What is the difference between a diary and journal? I can’t find much of a difference in how the terms are used. They seem interchangeable, but that only means that somewhere on the Internet, a big flame war exists over the subtle differences between these terms.
Accord to Merriam-Webster, a diary is “a record of events, transactions, or observations kept daily or at frequent intervals.” After that it says “: JOURNAL”. I had to lookup what that meant in the Explanatory Chart. It is a synonymous reference, which is Merriam-Webester’s way of saying that diaries and journals are the same thing.
Merriam-Webster says a journal is “a record of experiences, ideas, or reflections kept regularly for private use.” I noted that there was no synonymous reference back to DIARY. Both, it seems, are a record of events and experiences. The definition of “diary” refers to transactions, which is sort of odd. I think of journal (specifically, a double-entry book-keeping journal) as more transactional than a diary.
I think I use the terms interchangeably, although I say that I journal (verb) more than I say, “write in my diary.”

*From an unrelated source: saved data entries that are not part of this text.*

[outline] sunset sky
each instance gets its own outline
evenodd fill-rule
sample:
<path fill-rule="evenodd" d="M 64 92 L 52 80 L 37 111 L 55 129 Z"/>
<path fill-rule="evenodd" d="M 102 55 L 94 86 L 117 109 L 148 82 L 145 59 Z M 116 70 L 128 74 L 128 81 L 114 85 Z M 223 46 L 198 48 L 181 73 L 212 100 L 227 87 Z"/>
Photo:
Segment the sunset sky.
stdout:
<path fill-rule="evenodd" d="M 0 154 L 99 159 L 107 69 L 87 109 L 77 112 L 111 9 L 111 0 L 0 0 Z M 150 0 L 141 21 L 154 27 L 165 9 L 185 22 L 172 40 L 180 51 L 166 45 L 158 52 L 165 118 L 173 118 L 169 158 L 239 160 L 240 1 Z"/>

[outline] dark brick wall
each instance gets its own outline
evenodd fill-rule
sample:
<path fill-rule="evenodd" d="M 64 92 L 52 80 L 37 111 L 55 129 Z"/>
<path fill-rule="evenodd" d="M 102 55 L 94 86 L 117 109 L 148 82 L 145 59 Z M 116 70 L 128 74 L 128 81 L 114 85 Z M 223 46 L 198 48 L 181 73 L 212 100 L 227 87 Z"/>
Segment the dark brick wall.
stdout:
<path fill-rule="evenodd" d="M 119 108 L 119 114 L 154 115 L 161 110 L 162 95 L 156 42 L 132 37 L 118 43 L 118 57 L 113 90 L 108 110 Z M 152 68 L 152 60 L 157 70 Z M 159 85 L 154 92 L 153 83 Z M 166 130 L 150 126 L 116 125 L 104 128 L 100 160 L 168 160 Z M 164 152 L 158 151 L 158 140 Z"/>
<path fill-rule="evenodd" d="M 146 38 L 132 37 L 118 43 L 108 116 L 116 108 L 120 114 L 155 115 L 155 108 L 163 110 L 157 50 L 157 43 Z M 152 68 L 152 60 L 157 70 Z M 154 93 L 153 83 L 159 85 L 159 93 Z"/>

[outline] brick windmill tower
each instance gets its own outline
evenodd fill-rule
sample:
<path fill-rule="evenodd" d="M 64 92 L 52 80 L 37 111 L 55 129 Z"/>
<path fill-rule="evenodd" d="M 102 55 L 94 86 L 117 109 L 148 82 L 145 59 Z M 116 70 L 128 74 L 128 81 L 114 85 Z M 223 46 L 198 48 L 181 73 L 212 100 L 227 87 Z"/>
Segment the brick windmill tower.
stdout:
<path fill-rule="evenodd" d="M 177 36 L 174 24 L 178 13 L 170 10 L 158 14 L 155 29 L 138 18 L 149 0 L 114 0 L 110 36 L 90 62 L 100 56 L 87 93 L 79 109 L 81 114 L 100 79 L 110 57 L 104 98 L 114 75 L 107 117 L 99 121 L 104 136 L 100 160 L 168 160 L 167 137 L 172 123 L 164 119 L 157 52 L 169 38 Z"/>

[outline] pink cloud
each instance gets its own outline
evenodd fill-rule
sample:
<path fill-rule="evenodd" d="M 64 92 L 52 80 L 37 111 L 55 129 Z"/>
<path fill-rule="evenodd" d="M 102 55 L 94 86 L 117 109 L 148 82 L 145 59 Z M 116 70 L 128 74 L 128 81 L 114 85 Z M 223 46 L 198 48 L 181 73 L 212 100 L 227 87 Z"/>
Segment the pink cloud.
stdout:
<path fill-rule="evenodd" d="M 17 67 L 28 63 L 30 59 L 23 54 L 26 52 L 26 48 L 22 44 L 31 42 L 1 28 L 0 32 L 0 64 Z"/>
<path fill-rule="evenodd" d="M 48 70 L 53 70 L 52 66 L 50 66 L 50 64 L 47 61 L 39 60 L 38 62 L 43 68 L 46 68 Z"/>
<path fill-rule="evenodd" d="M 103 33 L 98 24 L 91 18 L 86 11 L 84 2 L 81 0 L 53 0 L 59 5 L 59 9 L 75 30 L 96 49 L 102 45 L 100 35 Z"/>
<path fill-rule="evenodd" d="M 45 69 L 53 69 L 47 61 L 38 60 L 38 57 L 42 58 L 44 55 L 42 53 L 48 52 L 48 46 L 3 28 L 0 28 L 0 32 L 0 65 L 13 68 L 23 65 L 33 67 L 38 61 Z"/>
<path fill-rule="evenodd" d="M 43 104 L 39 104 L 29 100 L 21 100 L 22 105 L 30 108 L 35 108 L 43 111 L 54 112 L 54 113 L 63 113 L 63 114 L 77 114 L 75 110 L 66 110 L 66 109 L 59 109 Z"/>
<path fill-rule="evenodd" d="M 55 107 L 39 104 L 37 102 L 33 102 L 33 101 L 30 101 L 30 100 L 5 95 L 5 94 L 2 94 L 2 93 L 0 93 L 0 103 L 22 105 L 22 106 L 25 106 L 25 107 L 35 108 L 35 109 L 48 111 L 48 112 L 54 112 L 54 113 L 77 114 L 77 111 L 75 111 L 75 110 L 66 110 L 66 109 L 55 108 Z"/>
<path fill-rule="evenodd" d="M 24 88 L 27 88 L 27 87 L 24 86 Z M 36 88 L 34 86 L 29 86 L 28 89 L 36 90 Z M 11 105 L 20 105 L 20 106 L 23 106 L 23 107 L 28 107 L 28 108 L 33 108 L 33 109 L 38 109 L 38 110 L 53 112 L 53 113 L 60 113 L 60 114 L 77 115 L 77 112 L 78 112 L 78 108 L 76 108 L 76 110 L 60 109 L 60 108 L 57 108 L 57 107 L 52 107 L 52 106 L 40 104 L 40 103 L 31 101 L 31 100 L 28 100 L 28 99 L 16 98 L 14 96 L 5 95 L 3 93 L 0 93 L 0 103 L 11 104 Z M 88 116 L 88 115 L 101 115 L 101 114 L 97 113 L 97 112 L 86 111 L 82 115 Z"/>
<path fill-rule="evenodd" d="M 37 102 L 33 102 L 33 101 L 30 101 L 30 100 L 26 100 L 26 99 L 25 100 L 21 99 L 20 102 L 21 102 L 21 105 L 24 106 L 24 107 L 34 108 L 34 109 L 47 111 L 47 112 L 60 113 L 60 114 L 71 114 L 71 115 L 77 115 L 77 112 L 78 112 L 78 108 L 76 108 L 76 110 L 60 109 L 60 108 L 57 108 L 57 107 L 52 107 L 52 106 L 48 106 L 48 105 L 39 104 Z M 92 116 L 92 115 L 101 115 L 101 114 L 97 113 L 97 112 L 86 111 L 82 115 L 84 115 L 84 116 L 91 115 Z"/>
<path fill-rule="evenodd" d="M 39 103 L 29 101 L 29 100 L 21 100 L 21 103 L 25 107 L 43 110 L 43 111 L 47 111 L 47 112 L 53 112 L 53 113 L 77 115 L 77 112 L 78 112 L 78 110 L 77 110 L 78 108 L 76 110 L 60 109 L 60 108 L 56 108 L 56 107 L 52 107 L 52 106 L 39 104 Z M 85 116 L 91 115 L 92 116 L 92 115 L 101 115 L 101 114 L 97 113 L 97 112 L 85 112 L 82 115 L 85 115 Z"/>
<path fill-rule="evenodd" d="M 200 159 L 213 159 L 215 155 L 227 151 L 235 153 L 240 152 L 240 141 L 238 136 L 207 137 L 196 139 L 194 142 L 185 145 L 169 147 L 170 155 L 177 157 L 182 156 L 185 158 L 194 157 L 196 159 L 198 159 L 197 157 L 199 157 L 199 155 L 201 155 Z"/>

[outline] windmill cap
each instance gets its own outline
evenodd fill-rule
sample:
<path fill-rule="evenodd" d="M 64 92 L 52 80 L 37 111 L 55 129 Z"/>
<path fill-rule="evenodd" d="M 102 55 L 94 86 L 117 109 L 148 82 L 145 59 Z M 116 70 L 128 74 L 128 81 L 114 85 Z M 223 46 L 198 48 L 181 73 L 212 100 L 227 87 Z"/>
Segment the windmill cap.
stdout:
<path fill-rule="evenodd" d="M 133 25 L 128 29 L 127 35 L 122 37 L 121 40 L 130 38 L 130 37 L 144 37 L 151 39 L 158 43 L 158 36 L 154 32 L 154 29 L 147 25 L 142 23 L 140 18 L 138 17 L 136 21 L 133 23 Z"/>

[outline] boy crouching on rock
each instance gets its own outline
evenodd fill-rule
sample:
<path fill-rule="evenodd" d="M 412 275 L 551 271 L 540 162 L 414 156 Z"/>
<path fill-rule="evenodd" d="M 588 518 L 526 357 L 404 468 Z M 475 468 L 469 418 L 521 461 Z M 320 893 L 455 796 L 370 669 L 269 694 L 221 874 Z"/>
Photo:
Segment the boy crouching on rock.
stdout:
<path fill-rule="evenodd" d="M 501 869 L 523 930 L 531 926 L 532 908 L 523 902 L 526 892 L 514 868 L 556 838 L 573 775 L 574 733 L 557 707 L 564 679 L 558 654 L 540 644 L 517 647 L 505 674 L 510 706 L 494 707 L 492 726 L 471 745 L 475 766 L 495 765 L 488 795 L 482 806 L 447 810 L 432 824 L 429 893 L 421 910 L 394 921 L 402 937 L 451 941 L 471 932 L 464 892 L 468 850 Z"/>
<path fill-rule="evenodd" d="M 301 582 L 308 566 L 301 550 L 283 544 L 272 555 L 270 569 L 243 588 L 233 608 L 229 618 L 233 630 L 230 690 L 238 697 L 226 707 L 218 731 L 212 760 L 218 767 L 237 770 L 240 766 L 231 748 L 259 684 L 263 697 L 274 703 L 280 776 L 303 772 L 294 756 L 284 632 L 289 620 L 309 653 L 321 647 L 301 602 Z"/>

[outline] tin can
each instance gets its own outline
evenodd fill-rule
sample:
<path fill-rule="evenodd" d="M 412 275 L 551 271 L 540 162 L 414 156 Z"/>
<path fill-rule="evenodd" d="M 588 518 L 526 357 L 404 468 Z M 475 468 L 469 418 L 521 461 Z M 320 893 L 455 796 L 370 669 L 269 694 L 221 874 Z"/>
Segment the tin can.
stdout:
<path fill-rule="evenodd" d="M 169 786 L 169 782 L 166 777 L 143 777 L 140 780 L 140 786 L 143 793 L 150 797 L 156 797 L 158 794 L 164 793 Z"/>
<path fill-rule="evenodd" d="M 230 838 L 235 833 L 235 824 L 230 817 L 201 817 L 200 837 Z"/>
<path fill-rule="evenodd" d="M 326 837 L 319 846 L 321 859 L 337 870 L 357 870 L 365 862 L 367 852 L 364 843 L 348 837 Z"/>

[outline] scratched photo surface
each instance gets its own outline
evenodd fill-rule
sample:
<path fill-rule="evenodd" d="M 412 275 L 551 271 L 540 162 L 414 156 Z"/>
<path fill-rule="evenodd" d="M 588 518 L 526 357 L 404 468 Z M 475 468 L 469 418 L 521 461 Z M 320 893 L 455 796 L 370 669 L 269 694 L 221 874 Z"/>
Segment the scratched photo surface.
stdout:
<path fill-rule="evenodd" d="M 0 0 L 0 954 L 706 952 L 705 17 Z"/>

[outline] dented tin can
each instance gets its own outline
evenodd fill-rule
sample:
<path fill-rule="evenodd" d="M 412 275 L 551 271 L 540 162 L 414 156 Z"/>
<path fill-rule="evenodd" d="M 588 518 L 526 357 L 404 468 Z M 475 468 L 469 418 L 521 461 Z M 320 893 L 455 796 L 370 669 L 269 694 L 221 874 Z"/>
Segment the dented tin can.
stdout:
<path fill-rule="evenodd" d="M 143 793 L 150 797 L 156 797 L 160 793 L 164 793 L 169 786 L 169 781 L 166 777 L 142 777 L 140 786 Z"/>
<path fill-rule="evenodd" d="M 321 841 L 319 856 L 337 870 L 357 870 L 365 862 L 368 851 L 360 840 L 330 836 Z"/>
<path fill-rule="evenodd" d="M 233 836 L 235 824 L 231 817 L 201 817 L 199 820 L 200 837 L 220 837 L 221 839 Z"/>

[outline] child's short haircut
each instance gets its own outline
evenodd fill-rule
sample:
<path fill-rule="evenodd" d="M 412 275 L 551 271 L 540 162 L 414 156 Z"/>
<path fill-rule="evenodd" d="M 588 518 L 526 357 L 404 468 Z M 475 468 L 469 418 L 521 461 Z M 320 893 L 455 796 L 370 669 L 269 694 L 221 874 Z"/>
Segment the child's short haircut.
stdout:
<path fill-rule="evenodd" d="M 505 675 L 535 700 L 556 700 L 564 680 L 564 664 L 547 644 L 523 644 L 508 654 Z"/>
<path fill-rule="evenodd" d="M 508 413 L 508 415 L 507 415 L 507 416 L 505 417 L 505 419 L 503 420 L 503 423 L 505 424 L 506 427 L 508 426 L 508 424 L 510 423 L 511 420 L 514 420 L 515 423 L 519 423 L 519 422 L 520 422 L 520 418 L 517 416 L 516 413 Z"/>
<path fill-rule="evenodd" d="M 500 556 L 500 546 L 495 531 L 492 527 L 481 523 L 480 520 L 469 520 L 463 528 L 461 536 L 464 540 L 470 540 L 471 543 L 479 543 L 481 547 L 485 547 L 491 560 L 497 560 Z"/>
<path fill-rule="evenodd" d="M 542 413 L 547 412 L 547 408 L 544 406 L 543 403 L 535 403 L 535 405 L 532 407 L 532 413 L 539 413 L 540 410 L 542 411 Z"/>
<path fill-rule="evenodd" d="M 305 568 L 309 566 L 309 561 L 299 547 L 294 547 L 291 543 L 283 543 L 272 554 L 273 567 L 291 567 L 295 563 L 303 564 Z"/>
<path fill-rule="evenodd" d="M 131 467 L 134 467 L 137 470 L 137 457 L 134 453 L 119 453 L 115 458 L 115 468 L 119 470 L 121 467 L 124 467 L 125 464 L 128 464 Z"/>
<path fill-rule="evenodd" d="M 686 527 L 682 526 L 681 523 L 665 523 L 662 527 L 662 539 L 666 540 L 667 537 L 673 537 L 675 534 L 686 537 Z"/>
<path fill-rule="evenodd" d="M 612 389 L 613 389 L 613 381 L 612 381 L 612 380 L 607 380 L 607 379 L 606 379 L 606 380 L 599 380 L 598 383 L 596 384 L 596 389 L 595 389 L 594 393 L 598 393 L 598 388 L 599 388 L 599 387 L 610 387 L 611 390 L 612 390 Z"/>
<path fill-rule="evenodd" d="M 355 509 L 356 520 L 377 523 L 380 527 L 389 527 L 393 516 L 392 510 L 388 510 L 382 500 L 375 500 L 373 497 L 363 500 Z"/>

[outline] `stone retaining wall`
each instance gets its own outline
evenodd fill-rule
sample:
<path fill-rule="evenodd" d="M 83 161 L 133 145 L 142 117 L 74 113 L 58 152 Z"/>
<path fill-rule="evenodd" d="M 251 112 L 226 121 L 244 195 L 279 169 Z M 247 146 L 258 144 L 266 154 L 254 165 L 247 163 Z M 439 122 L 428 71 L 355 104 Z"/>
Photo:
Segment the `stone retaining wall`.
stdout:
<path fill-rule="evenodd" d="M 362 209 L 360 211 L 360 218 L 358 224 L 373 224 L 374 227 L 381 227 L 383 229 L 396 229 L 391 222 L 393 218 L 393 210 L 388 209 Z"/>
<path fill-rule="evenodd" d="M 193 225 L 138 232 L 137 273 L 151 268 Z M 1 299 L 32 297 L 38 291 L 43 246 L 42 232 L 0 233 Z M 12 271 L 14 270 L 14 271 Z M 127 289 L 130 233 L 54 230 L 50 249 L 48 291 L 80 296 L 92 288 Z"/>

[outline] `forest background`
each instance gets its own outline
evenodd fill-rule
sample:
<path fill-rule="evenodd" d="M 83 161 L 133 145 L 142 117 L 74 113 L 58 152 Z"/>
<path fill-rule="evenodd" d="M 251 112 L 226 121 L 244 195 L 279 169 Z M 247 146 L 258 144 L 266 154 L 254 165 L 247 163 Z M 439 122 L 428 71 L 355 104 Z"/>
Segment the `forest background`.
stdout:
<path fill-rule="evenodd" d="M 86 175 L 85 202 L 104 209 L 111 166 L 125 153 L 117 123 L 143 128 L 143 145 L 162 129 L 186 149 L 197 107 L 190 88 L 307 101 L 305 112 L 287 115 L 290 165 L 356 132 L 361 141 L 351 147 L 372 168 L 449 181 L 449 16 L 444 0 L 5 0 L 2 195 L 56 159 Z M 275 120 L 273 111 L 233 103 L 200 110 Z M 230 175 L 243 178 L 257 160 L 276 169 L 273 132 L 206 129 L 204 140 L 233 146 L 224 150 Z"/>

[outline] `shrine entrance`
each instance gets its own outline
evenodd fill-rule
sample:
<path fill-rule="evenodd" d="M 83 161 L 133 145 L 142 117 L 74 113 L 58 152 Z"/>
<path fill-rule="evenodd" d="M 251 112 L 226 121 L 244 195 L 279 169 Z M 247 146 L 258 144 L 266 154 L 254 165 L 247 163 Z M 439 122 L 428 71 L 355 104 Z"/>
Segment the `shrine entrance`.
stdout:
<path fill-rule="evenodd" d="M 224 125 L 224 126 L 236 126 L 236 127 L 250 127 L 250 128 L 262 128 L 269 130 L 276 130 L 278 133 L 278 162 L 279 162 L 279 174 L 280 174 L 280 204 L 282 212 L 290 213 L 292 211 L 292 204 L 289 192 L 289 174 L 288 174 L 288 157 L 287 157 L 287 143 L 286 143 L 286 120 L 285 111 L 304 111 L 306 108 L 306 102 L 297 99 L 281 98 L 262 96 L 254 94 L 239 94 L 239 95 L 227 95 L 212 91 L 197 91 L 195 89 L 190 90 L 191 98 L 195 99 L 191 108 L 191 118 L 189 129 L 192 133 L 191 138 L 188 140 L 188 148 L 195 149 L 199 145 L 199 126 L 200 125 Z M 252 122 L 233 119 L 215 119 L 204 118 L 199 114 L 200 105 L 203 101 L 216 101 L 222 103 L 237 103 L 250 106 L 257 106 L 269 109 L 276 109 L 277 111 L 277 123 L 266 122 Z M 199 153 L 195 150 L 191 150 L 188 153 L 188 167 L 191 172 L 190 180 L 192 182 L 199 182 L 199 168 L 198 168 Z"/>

Journals/diaries don’t seem as popular as they once were. At least, from my reading, it seems that people kept diaries more than they used to. There are, of course, famous diaries, like those of John Adams, and John Quincy Adams, or Anne Frank. At one point last year I began reading the diary of Samuel Pepys. I suspect there are three reasons I don’t see as many people admitting to having diaries as they once did:
- There are no courses in keeping a diary. Certainly, I never learned how or why to do this in my schooling, a lapse that I am both grateful for, and that I also lament.
- Time is occupied by other activities. John Quincy Adams, even at his busiest, did not have social media, movies, and television competing for his attention.
- Litigation. People worry that what they write can be subpoenaed and so they don’t record anything.
It is something of a shame, really. All of those historical diaries sitting in various collections contain valuable data about everyday life across all walks of life. It seems like there is useful research information in that aggregate data.
For many years, I used red Standard Diaries, keyed to the current year. These were convenient for their ready-made pages, but limiting in that there was only one relatively small page per day. If I wanted to write more, I felt constrained. If I didn’t fill a page, I felt it a waste. Now I use large Moleskine Art Collection Sketchbooks, which have big blank pages that I can use however I see fit.
Assuming that diary and journal are interchangeable, there are two other written records that confuse me from time-to-time. There is the notebook, which Merriam-Webster defines as “a book for notes or memoranda.” When I think of a notebook, I think of the notebooks of Leonardo da Vinci. The line blurs, it seems to me. Certainly some of his notes were memoranda, some were notes, some were reflections, some designs. Were these not really just “working”journals?
Lab books are another type of notebook. Lab books are supposed to be a scientists notes for their experiments and discoveries. They showed progress, evolution of thought and ideas, and ultimately provided a recipe for others to reproduce their results. That is how my “notes” are today, although they are digital rather than notebook form. But that is not how I was taught to keep a lab book in college. In college, the implication in my chemistry and physics classes was that you had two lab books. One for your raw notes, the other one, a “cleaned up” version that you turned in for grades. I could never afford two so I always turned in my messy, raw notes.
A commonplace book is perhaps the most interesting of these forms of recording, and yet Merriam-Webster gives it the shortest shrift: “A book of memorabilia.” I first learned about commonplace books reading a biography of Thomas Jefferson. Back in his time, a commonplace book was a kind of learning tool. He recorded passages from his readings in the book, along with his own notes. It seems like another valuable learning tool that I was never taught in any of my formal schooling. You don’t hear much about commonplace books these days, although there was recently an article about digital commonplace books in the New York Times.
Today, instead of diaries and journals and commonplace books, we have blogs and Twitter and Facebook. And yet I keep thinking about something Walter Isaacson wrote in his biography of Leonardo da Vinci:
HIs mind, I think, is best revealed in the more than 7,200 pages of his notes and scribbles that, miraculously, survive to this day. Paper, turns out to be a superb information-storage technology, still readable after five hundred years, which our own tweets likely won’t be.
If I’d had a commonplace book, I might have copied this passage into it, instead of just highlighting it in the book.